At the back of La Barraca (1932)

“La Barraca,” he explained to Carlos Morla, “was to be portable. A wandering and free theater that will travel the torrid carts of Castille, the dusty roads of Andalusia, all the roads that cross the Spanish countryside. It will penetrate into the hamlets, villages and hamlets, and will set up in the small squares its stages and puppet shows. Resurrection of the traveling farándula of past times”. Federico García Lorca assumed the literary direction along with Eduardo Ugarte. The debut, after rehearsals at the Students’ Residence, was held in El Burgo de Osma, Soria, with three entrées by Cervantes. The scenography was prepared by Santiago Ontañón, Ramón Gaya and Alfonso Ponce de León. In 1932, La Barraca took Cervantes’ entrées to Galicia and Asturias.

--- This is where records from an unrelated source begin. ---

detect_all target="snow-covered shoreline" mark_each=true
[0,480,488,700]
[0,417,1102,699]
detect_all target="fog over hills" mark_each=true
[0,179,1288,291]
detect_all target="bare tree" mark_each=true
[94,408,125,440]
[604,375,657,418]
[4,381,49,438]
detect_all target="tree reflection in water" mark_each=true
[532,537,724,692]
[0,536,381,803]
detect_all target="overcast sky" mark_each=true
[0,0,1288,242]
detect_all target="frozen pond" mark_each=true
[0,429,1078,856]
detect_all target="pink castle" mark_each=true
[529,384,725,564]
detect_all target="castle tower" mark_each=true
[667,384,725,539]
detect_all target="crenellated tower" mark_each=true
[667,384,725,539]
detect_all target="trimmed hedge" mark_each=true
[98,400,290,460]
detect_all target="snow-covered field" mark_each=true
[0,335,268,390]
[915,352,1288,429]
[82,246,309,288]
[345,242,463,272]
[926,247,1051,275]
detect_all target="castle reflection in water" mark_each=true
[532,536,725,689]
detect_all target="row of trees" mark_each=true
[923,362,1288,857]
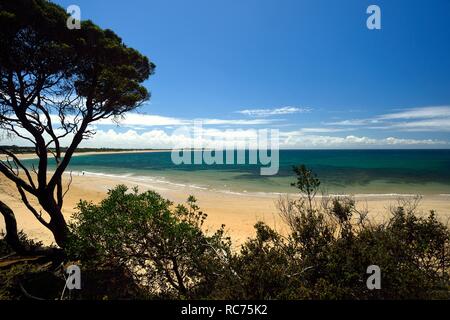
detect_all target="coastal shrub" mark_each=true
[58,166,450,299]
[68,185,231,298]
[227,166,450,299]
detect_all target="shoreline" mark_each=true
[0,149,172,160]
[0,173,450,248]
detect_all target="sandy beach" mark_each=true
[0,154,450,249]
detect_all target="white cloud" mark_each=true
[379,106,450,120]
[327,106,450,132]
[236,106,311,117]
[96,112,275,128]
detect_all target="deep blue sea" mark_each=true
[22,150,450,195]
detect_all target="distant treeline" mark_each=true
[0,145,163,154]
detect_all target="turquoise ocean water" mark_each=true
[22,150,450,196]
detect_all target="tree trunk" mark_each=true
[0,201,27,254]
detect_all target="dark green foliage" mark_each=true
[0,0,155,247]
[0,168,450,299]
[70,186,234,298]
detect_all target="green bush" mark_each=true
[69,185,236,298]
[4,166,450,299]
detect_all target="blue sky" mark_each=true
[49,0,450,148]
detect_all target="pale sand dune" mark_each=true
[0,175,450,245]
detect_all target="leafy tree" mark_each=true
[0,0,155,251]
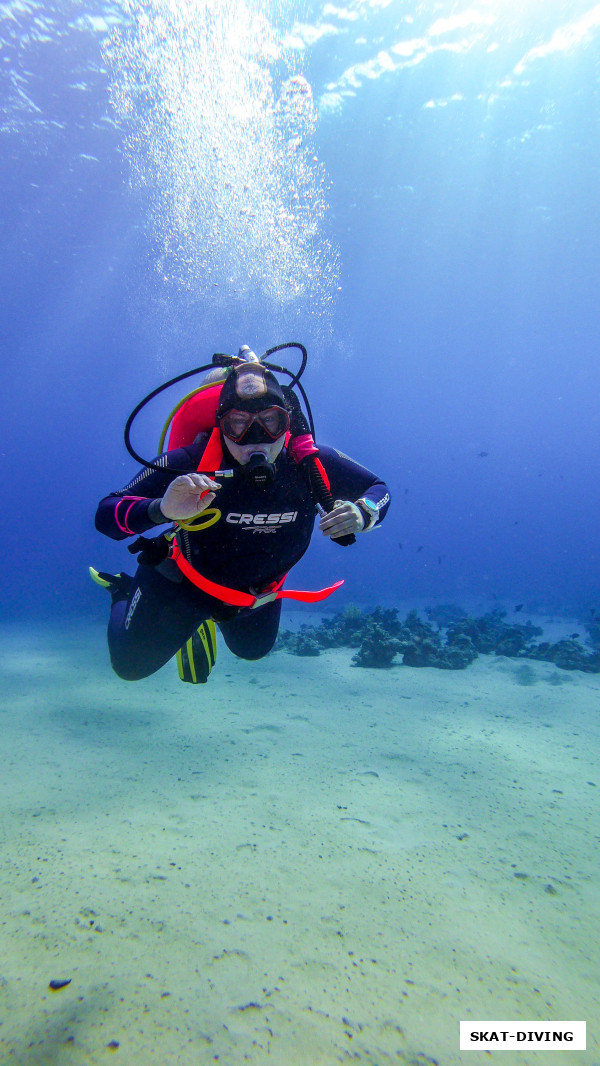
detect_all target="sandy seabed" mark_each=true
[0,624,600,1066]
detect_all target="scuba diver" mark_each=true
[90,343,390,683]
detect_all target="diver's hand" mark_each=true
[319,500,364,540]
[161,473,221,522]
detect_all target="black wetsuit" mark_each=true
[96,436,389,680]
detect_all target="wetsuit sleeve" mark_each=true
[96,446,204,540]
[319,445,390,526]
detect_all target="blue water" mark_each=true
[0,0,600,1066]
[0,0,600,616]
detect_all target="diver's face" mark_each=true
[225,433,286,466]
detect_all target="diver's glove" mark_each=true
[160,473,221,522]
[319,500,366,540]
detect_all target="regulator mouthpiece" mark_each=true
[242,452,275,488]
[238,344,260,362]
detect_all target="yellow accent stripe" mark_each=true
[176,648,185,681]
[185,637,197,684]
[159,372,225,455]
[207,618,216,666]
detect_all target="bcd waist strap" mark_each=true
[171,542,343,608]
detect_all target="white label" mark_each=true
[460,1021,586,1051]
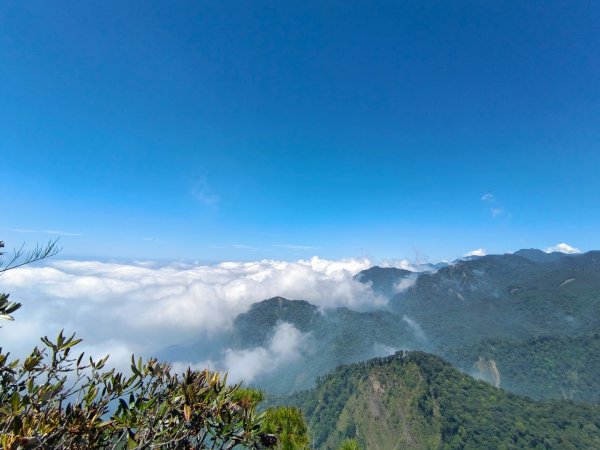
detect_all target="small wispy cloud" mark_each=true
[463,248,487,257]
[272,244,320,250]
[544,242,581,255]
[229,244,260,250]
[192,178,221,207]
[481,192,511,219]
[5,228,83,236]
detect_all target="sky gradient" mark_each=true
[0,0,600,261]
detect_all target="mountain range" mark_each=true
[164,249,600,448]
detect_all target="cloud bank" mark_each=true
[0,257,386,362]
[544,242,581,254]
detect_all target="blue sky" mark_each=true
[0,0,600,261]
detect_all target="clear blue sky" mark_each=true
[0,0,600,261]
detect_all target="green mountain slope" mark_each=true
[229,297,419,393]
[443,334,600,403]
[284,352,600,449]
[391,251,600,349]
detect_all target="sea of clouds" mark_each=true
[0,257,398,372]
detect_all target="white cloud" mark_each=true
[394,274,419,294]
[0,257,386,355]
[463,248,487,258]
[192,178,221,206]
[173,322,310,383]
[218,322,308,383]
[544,242,581,254]
[379,259,432,272]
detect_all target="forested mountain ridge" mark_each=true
[163,249,600,402]
[282,352,600,449]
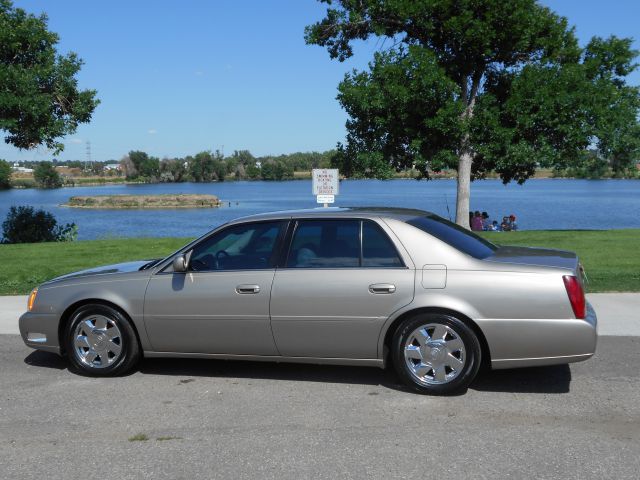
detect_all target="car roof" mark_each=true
[226,207,434,223]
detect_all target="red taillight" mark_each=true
[562,275,587,318]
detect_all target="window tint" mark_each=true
[189,222,284,271]
[362,221,403,267]
[407,215,497,259]
[287,220,360,268]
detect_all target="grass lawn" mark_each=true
[0,230,640,295]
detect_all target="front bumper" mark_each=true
[18,312,60,355]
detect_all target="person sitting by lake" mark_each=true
[471,210,483,232]
[482,212,491,231]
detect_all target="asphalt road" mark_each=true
[0,335,640,480]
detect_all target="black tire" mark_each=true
[391,313,481,395]
[64,304,141,377]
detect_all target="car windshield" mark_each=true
[407,215,498,259]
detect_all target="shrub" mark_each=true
[2,206,78,243]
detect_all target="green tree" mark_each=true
[2,206,78,243]
[160,158,187,182]
[245,162,261,180]
[125,150,160,181]
[188,151,215,182]
[0,0,99,152]
[33,162,62,188]
[188,150,227,182]
[260,159,293,180]
[0,158,11,190]
[306,0,639,228]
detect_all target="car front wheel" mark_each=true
[66,304,140,376]
[392,314,481,395]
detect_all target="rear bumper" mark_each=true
[18,312,60,355]
[478,303,598,369]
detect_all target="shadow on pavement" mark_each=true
[470,365,571,393]
[24,351,571,394]
[24,350,69,370]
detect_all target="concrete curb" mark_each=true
[0,293,640,337]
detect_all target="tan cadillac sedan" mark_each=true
[20,208,597,394]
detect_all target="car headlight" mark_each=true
[27,287,38,311]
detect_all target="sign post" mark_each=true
[311,168,340,208]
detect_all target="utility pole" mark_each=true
[84,140,92,171]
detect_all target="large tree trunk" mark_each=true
[456,147,473,229]
[456,72,482,230]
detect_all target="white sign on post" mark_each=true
[312,168,340,207]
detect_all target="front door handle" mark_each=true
[236,285,260,294]
[369,283,396,293]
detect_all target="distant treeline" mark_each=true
[119,150,335,182]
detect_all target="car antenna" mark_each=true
[444,193,453,222]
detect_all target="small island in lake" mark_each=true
[63,194,220,209]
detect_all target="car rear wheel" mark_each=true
[392,314,481,395]
[66,304,140,376]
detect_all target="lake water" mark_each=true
[0,179,640,240]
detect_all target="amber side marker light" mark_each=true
[27,288,38,311]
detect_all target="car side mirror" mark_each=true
[173,255,187,272]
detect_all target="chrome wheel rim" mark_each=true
[404,323,467,385]
[73,315,122,368]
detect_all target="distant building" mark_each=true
[11,163,33,173]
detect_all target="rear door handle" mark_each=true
[236,285,260,295]
[369,283,396,293]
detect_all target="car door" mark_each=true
[271,219,415,359]
[144,221,286,355]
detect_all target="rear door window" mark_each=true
[287,220,360,268]
[286,219,404,268]
[362,221,403,268]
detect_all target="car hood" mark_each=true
[47,260,152,283]
[485,245,579,273]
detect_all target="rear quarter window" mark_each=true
[407,215,498,260]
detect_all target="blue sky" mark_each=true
[0,0,640,160]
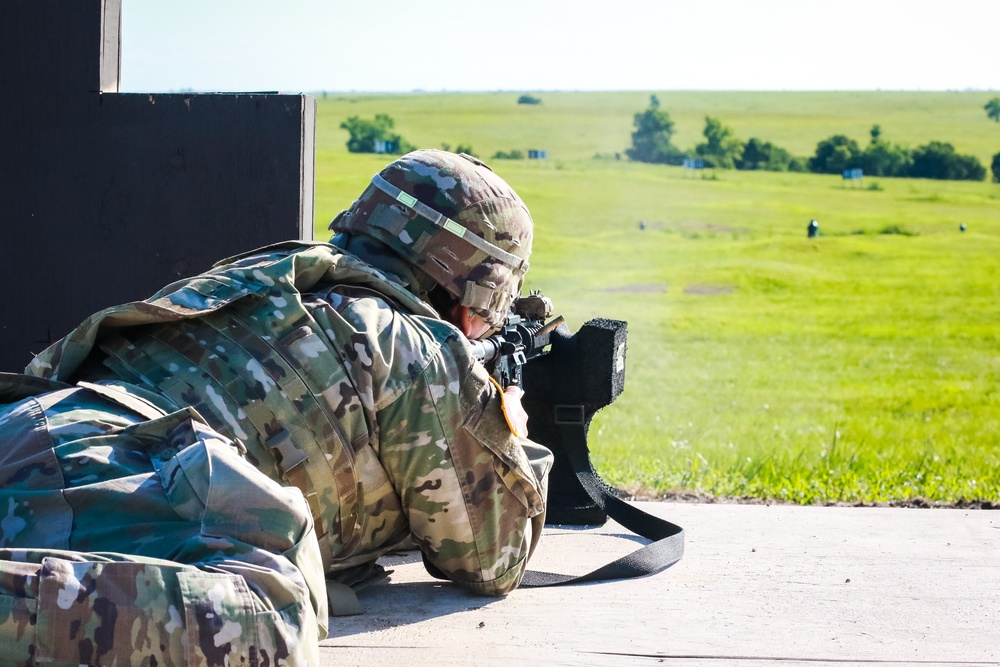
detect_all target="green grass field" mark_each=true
[316,92,1000,503]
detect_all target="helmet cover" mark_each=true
[330,149,534,327]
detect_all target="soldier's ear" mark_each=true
[448,303,472,338]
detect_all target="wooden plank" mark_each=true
[321,503,1000,667]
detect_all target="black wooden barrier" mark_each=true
[0,0,316,371]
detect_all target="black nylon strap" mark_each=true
[521,423,684,588]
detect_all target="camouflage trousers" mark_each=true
[0,374,327,666]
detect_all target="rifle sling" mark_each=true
[423,422,684,588]
[521,422,684,588]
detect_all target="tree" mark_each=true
[809,134,861,174]
[907,141,986,181]
[340,113,414,155]
[860,125,913,176]
[983,97,1000,123]
[694,116,743,169]
[625,95,684,164]
[735,137,794,171]
[860,139,913,176]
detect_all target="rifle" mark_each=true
[471,291,564,389]
[472,291,627,524]
[464,291,684,586]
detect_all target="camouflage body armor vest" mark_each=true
[28,243,544,592]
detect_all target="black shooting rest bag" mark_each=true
[424,319,684,587]
[521,319,684,586]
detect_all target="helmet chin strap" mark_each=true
[372,174,528,275]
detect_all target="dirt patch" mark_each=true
[604,283,667,294]
[684,285,736,296]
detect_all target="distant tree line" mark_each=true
[625,95,1000,182]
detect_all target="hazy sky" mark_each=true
[121,0,1000,92]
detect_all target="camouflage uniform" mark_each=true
[0,236,551,665]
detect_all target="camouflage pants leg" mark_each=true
[0,388,327,665]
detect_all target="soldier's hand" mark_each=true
[503,385,528,438]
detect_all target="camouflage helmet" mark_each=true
[330,150,534,327]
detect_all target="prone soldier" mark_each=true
[0,150,552,665]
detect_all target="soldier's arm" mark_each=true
[379,341,551,595]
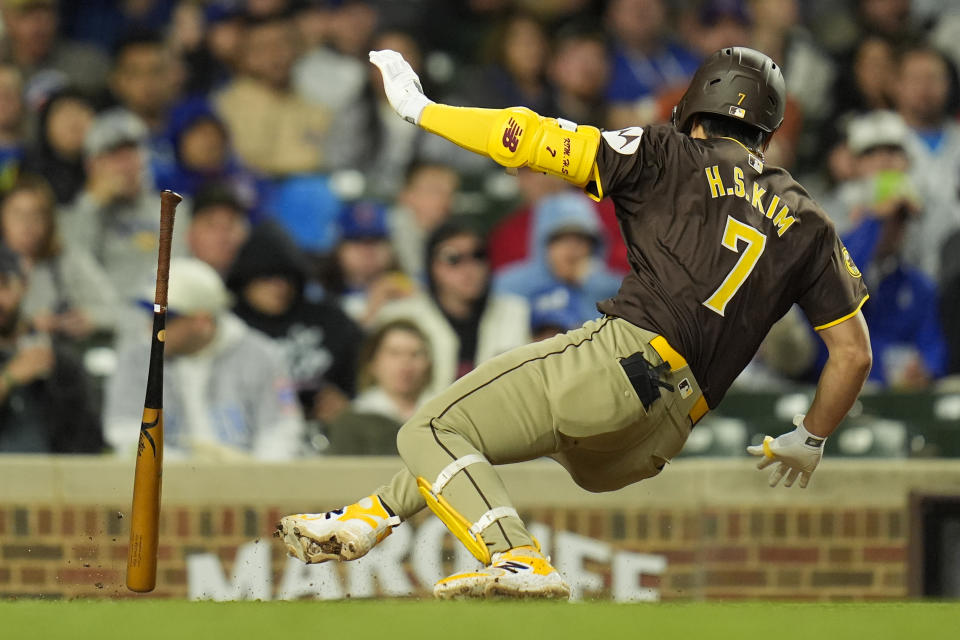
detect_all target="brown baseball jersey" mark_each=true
[586,125,867,408]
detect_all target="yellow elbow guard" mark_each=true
[420,104,600,187]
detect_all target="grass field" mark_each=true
[0,600,960,640]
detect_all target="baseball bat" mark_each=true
[127,191,182,593]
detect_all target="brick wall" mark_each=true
[0,504,907,600]
[0,458,960,600]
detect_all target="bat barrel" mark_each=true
[127,191,183,593]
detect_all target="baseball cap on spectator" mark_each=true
[847,111,908,156]
[83,109,148,157]
[534,191,601,244]
[700,0,750,25]
[0,242,23,278]
[530,285,581,334]
[139,257,233,316]
[337,200,389,240]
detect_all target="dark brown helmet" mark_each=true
[671,47,787,138]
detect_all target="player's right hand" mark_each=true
[370,49,433,124]
[747,415,826,489]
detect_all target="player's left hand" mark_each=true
[747,415,826,489]
[370,49,433,124]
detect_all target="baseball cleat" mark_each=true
[433,547,570,600]
[274,495,400,564]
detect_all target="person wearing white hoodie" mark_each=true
[104,258,304,461]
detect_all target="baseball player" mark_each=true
[277,47,871,598]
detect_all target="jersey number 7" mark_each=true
[703,216,767,316]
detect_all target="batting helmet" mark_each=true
[671,47,787,136]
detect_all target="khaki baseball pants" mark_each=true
[377,316,707,553]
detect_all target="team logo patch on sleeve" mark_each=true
[843,247,862,278]
[602,127,643,156]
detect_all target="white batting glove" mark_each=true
[370,49,433,124]
[747,415,826,489]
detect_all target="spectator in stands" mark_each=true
[0,245,101,453]
[494,192,621,325]
[488,167,568,273]
[110,31,180,144]
[0,0,108,99]
[152,98,262,210]
[842,111,947,388]
[168,1,241,95]
[24,89,96,204]
[685,0,753,58]
[215,13,330,176]
[60,110,189,301]
[0,64,24,194]
[227,223,362,422]
[388,164,460,278]
[894,46,960,278]
[376,222,530,393]
[60,0,174,52]
[0,174,118,340]
[292,5,368,172]
[940,230,960,376]
[857,0,919,45]
[822,36,897,182]
[104,258,304,460]
[357,31,437,195]
[550,27,610,125]
[322,201,416,326]
[605,0,700,103]
[752,0,836,132]
[458,12,556,114]
[330,0,380,60]
[187,185,250,278]
[489,174,630,273]
[328,320,431,455]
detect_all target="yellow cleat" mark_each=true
[274,495,400,564]
[433,547,570,600]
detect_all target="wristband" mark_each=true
[793,414,827,449]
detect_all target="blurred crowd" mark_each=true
[0,0,960,460]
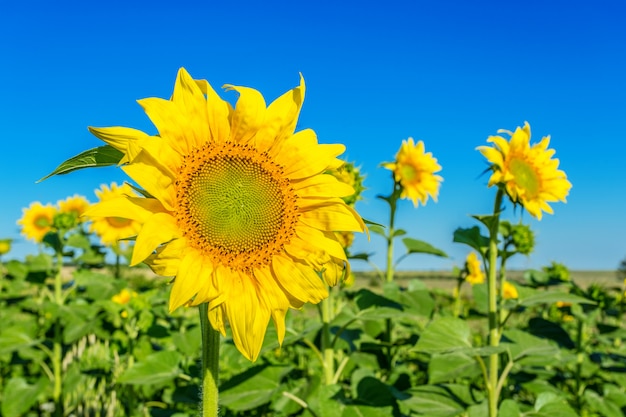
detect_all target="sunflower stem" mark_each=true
[487,189,503,417]
[322,288,335,385]
[52,250,64,416]
[199,303,220,417]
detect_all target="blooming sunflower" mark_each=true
[478,123,572,220]
[57,194,89,222]
[88,68,365,360]
[382,138,443,207]
[17,201,57,243]
[465,252,485,285]
[88,183,141,246]
[502,281,519,300]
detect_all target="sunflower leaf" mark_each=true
[37,145,124,183]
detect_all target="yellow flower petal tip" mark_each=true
[88,69,365,360]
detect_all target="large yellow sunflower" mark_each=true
[382,138,443,207]
[88,183,141,246]
[88,69,365,360]
[57,194,89,222]
[17,201,57,243]
[478,123,572,220]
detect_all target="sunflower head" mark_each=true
[0,239,13,256]
[57,194,89,223]
[382,138,443,207]
[86,183,141,247]
[328,158,365,207]
[502,281,519,300]
[465,252,485,285]
[17,201,57,243]
[87,69,365,360]
[478,123,572,220]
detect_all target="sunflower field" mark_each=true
[0,69,626,417]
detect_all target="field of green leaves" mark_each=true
[0,233,626,417]
[0,68,626,417]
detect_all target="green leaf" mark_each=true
[367,224,387,237]
[472,214,499,234]
[502,329,559,366]
[220,365,291,412]
[342,405,393,417]
[428,352,480,384]
[498,399,522,417]
[402,237,448,258]
[0,323,38,354]
[37,145,124,182]
[399,385,469,417]
[519,291,596,307]
[0,377,46,417]
[415,317,472,353]
[452,226,489,253]
[118,350,181,385]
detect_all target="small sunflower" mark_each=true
[17,201,57,243]
[382,138,443,207]
[465,252,485,285]
[502,281,519,300]
[478,123,572,220]
[87,68,365,360]
[57,194,89,222]
[0,239,13,256]
[87,183,141,246]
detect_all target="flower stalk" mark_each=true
[199,303,220,417]
[487,188,504,417]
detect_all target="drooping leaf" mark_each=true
[402,237,448,258]
[452,226,489,253]
[415,317,472,353]
[220,365,291,412]
[519,291,596,307]
[118,350,181,385]
[37,145,124,182]
[0,377,46,417]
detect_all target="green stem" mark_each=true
[322,288,335,385]
[52,250,64,416]
[199,303,220,417]
[487,189,503,417]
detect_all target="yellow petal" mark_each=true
[83,197,165,223]
[224,84,266,142]
[222,271,270,362]
[170,250,202,313]
[272,255,328,303]
[255,76,305,152]
[130,213,181,265]
[298,199,365,232]
[291,174,354,198]
[196,80,233,142]
[122,153,176,211]
[144,238,188,277]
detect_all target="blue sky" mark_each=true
[0,1,626,269]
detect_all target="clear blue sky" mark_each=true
[0,0,626,269]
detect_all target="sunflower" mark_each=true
[17,201,57,243]
[382,138,443,207]
[478,123,572,220]
[88,68,365,361]
[502,281,519,300]
[87,183,141,246]
[0,239,13,256]
[57,194,89,222]
[465,252,485,285]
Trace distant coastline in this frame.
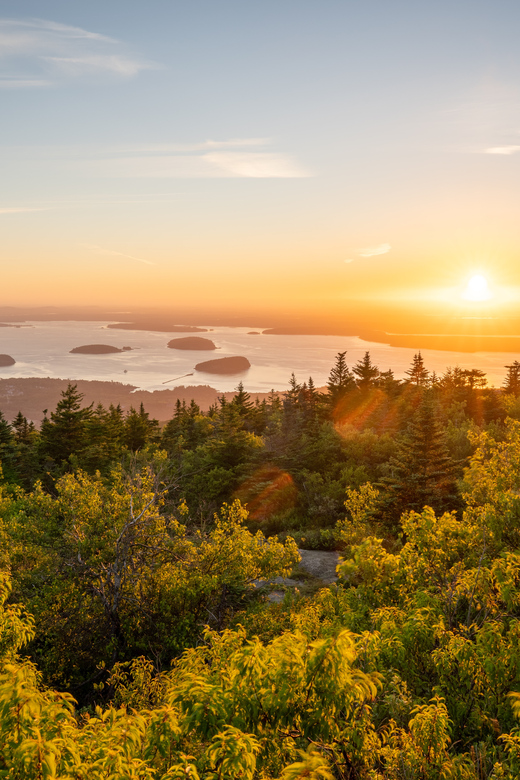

Federico García Lorca, in front of his desk in the Huerta de San Vicente (San Vicente Farmhouse), dressed in his La Barraca overalls / Photo: Fundación FGL
Federico García Lorca, in front of his desk in the Huerta de San Vicente (San Vicente Farmhouse), dressed in La Barraca’s overalls / Photo: FGL Foundation

In February 1933, Lorca and Urgarte acquired even more weight in the company. They staged The Land of Alvargonzález, by Antonio Machado; and Fuenteovejuna, by Lope de Vega. The tribute to Lope was repeated in 1935 on the occasion of the commemoration of the third centenary of his death. As the number of performances grew, so did the sincere enthusiasm of the spectators from rural Spain, many of whom had never attended a dramatic performance, and the merciless criticism of the right wing, which accused the company of being an instrument of political propaganda in the service of the recently proclaimed Republic. The enthusiastic applause of the public had a correlate of contempt: sabotage and protests. After the political changes brought about by the Black Biennium, aid to La Barraca decreased until its virtual disappearance in 1935.